I think the implication is that because debuggers exist, you'll write sloppy code with the plan of gleefully dredging through it with the debugger. Or more charitably, that you just won't be as careful, because you know you can always debug it later.
I don't use debuggers as much as I used to, but I think that might illustrate another thing about them: they are good learning tools, especially in lower level languages like C or C++. In these languages, a beginner can even have a hard time getting printf() to work reliably (I remember discovering just how important the difference between "%d" and "%ld" was!) and as mentioned above, it can be alternately a cause and a mask for bugs in the code.
I do like using traces and logging, with runtime, not compile-time enabling of both (many C/C++ programmers are probably shuddering at the thought of all those lost microseconds of CPU time during a few hours execution, but I think the flexibility justifies it).
Some responses here sound like this think about debuggers were such a revelation.
Debuggers, as any other tool, have their context for effective use. In my design and programming practice, I make little use of debuggers though. I share the reason behind this with what Robert Martin just said here.
Mainstream debuggers are a last-resource tool to answer the question "why my program is not running?" or "why my program behaves this way?" Unfortunately, answers to those questions from the debugger perspective have a very limited scope of help. These kinds of debuggers are unable debug the design and structure of the software.

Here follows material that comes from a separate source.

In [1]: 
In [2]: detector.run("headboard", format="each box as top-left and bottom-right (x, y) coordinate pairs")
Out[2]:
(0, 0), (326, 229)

Perhaps, taking debuggers as the primary source for those kind of answers is what make them time wasting
There's another Linus Torvalds quote in the same vein:
We didn't have to replicate the problem. We understood it. (Linus Torvalds)
Of course, he's being facetious. When isn't he? But I assume that what he's trying to say is that if you have to use a debugger, you don't understand the problem.
That brings us back to Bob Martin's orginal point, which is that fixing problems without understanding the root cause can result in sloppy patches. If you use debuggers as a knee-jerk reaction to anything that doesn't behave the way you expected, you may end up writing code that has a poor architecture or is simply a workaround.
There's another quote that's relevant:
If you cannot grok the overall structure of a program while taking a shower, you are not ready to code it. (Richard Pattis)
For those of you interested in scientific applications:
Improving the performance and quality of code is not usually a trivial task. Robust, easy to learn tools like TotalView can frequently make code development and analysis much more productive. Although print statements are a highly portable and possibly effective way to develop code, I have found the time well-spent in familiarizing myself with the features of capable debuggers.